Project Tundra gets go-ahead with $15 million from the Lignite Energy Council
The Lignite Energy Council is funding its biggest project yet. At Thursday’s council meeting, Minnkota Power Cooperative was approved for $15 million to fund a new gas capture system. The council has just over $16 million in funds, meaning the project will nearly deplete its account. But officials says they've been working toward funding big projects like this for a while.
The total project cost is just over $31 million, and when it's all completed, it's expected to be worth more than $45 million. Project officials say the annual tax and revenue will generate more than $46 million each year and more than 2,700 jobs are expected to be generated during construction. The project looks to solve one of the coal industry's biggest problems.
Plans for a project to implement a 95-percent carbon capture and preserve the use of lignite coal are in the works. It's dubbed Project Tundra, and it's for a FEED study, or a front end engineering design for a carbon capture system.
“This is one of the first large cracks at solving one of the significant problems for the coal industry in North Dakota,” said Jason Bohrer, Lignite Energy Council president and CEO.
The project would be installed at the Milton R Young unit 2 near Center. On top of $15 million in funding from the energy council, a little over $1 million will be coming from partners, and then the group will be requesting $15 million from the Department of Energy. If they don't get the DOE funds, they say they'll re-assess.

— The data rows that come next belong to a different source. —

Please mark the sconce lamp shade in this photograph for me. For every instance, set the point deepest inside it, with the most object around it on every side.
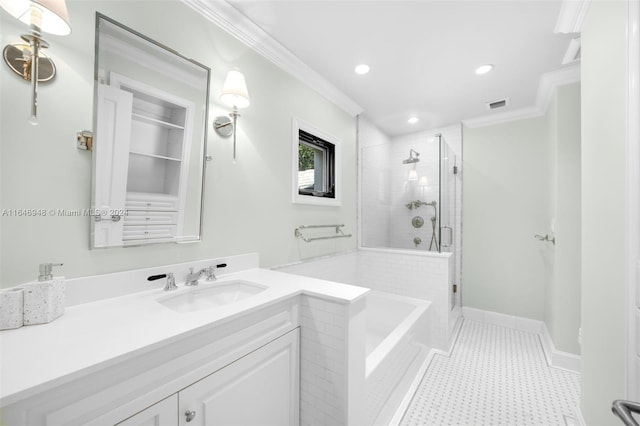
(49, 16)
(234, 92)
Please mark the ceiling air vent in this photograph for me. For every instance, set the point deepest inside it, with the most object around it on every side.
(573, 52)
(500, 103)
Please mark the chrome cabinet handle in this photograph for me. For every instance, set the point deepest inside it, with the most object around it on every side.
(450, 237)
(552, 240)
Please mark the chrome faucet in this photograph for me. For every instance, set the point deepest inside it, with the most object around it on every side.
(171, 281)
(210, 273)
(193, 277)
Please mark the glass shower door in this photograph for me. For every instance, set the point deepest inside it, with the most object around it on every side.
(448, 199)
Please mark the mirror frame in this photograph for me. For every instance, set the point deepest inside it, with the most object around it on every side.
(96, 82)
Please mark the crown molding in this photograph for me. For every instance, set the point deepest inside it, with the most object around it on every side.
(571, 16)
(547, 85)
(239, 26)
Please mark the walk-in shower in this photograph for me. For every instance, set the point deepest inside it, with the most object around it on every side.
(400, 195)
(411, 158)
(411, 203)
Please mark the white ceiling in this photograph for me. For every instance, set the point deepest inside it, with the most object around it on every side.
(422, 53)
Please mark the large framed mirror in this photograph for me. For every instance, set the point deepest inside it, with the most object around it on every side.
(150, 115)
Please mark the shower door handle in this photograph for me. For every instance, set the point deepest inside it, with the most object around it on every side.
(442, 244)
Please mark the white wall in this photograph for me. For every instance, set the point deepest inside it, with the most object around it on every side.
(562, 309)
(375, 180)
(604, 103)
(505, 198)
(521, 179)
(247, 205)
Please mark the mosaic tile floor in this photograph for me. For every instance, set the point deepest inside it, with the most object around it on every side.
(494, 376)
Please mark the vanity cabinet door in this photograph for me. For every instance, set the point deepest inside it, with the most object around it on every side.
(261, 388)
(162, 413)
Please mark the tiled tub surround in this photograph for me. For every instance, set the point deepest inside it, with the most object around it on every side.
(406, 316)
(109, 358)
(420, 275)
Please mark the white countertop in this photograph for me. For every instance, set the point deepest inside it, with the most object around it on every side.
(93, 335)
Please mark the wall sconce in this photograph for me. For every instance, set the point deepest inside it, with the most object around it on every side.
(26, 60)
(235, 95)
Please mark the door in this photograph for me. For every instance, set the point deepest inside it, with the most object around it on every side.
(111, 164)
(448, 201)
(261, 388)
(162, 413)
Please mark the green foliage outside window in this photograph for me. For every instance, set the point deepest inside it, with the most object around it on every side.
(306, 157)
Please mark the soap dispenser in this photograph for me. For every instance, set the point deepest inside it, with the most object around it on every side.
(44, 299)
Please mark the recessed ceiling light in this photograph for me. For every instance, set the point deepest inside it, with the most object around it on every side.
(362, 69)
(483, 69)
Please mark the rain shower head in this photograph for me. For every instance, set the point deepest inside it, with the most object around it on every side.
(411, 158)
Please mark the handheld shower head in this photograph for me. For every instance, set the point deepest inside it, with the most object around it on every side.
(411, 158)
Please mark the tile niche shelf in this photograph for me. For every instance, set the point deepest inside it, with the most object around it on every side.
(156, 129)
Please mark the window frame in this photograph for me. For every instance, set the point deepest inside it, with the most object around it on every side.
(325, 197)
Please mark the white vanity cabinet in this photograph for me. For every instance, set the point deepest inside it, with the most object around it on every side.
(243, 370)
(260, 388)
(145, 170)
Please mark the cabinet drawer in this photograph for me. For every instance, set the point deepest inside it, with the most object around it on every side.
(140, 217)
(148, 232)
(145, 201)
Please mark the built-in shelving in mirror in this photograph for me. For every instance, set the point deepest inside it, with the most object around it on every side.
(151, 108)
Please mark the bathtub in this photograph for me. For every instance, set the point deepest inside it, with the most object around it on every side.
(402, 323)
(396, 344)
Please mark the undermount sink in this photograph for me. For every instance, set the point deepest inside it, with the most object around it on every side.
(211, 296)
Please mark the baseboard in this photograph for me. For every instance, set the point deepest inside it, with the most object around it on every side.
(579, 419)
(555, 358)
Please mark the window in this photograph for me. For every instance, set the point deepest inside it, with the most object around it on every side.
(315, 166)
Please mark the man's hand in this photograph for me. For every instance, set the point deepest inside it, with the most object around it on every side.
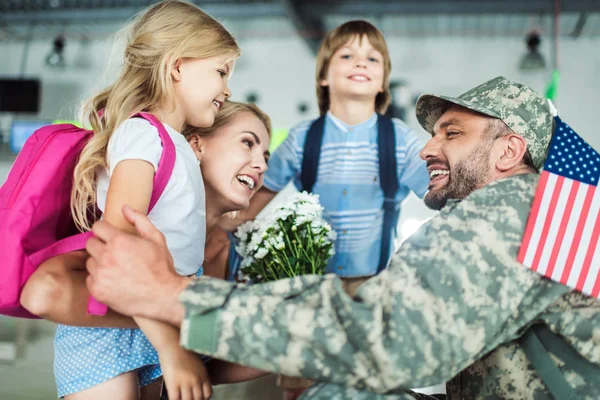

Project leaders say it'll put the state at the forefront of post-combustion carbon capture.
“This isn't that common on the planet, this is actually something that you might think of as a little bit of a strategic advantage,” said John Harju, Energy and Environmental Research Center.
Three independent researchers all recommended funding the 32-month-long project, which was approved unanimously. It will go before the state Industrial Commission on Tuesday for final approval.